Die Auswirkungen des Klimawandels sind zwar unübersehbar, erweisen sich aber zunehmend als beherrschbar und weit weniger katastrophal als von den Propheten der Klimaapokalypse an die Wand gemalt. Anstelle extrem teurer und in diesem Ausmaß unnötiger Anstrengungen zur Reduktion der CO2-Emissionen sind deshalb Maßnahmen zur Anpassung an den Klimawandel eher angebracht. Nicht ohne Grund steht die Adaptation nun auch im Zentrum der 30. Weltklimakonferenz, die am 10. November 2025 im brasilianischen Belém stattfinden wird.
Selbst der Microsoft-Milliardär Bill Gates, der bisher eindringlich vor der kommenden „Klimakatastrophe“ gewarnt hat, hat einen beeindruckenden Kurswechsel vollzogen (die JF berichtete). Er fordert nichts weniger als eine radikale Wende in der Klimapolitik – weg von einer ideologiegetriebenen, moralistischen Symbolpolitik, hin zu einer realistischen und verantwortungsbewußten Sachpolitik.
Deutschlands Klimapolitik führt zur Unternehmerflucht
Er hat erkannt, was eigentlich offensichtlich ist: Die globale Durchschnittstemperatur sagt nichts über die Lebensqualität der Menschen aus. Und um diese weltweit zu verbessern, dürfe man nicht Verzicht predigen, sondern müsse neue Technologien fördern, welche nicht nur die Umweltqualität, sondern auch die Lebensbedingungen der Menschen heben können. Mit diesem Sinneswandel ist der Investor Bill Gates nicht allein: Viele Länder stellen die bisherige Klimapolitik auf den Prüfstand und wenden sich zunehmend von ihr ab – allen voran die USA.
Neben der Einsicht in die Wirkungslosigkeit dieser Klimapolitik sind dafür vor allem deren desaströse ökonomische Konsequenzen verantwortlich. Das oft beschworene „Grüne Wirtschaftswunder“ findet nämlich nicht statt, sondern es drohen wirtschaftlicher Niedergang und Wohlstandsverluste infolge politisch in schwindelerregende Höhen getriebener Energiepreise und einer unzuverlässigen Energieversorgung.

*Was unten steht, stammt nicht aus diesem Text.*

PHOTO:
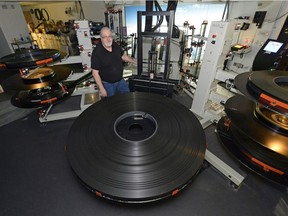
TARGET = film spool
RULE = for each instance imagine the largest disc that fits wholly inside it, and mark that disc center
(269, 88)
(41, 97)
(45, 76)
(136, 147)
(31, 58)
(261, 148)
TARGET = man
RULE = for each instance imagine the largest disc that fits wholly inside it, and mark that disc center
(107, 65)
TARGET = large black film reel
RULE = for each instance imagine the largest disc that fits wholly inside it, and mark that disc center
(136, 147)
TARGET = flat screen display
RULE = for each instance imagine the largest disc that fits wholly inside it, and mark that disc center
(273, 46)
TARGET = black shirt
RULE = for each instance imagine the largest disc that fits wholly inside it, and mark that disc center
(109, 64)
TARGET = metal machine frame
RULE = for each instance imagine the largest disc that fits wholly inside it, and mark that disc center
(142, 34)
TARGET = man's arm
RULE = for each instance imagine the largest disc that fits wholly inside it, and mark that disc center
(98, 80)
(127, 58)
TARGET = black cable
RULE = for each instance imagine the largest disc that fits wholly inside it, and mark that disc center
(47, 15)
(38, 14)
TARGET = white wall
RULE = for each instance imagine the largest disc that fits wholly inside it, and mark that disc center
(12, 24)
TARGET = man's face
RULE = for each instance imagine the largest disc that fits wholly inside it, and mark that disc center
(107, 38)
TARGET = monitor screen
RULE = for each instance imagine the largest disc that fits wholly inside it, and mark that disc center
(273, 46)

Diese Konsequenzen zeigen sich in Deutschland, dem klimapolitischen Musterschüler, besonders deutlich: Weite Teile des verarbeitenden Gewerbes stellen entweder ihre Produktion ein oder verlagern diese ins Ausland – was den Verlust Zehntausender gut bezahlter Arbeitsplätze in Deutschland bedeutet. Dies betrifft besonders energieintensiv produzierende Unternehmen, von denen laut einer aktuellen Studie über 70 Prozent Produktion und Investitionen aus Deutschland transferieren wollen.
Es braucht Anerkennung wirtschaftlicher Realitäten
Auch der Bundesrechnungshof warnt in einem Sonderbericht zur Umsetzung der Wasserstoffstrategie des Bundes eindringlich vor der Fortsetzung der bisherigen Energie- und Klimapolitik: Diese würde nicht nur ihr Ziel der Klimaneutralität verfehlen, sondern sowohl die Wirtschaftlichkeit als auch die Sicherheit der Energieversorgung in einem Ausmaß gefährden, daß damit die Wettbewerbsfähigkeit des Industriestandorts Deutschland zunehmend in Frage gestellt werden würde.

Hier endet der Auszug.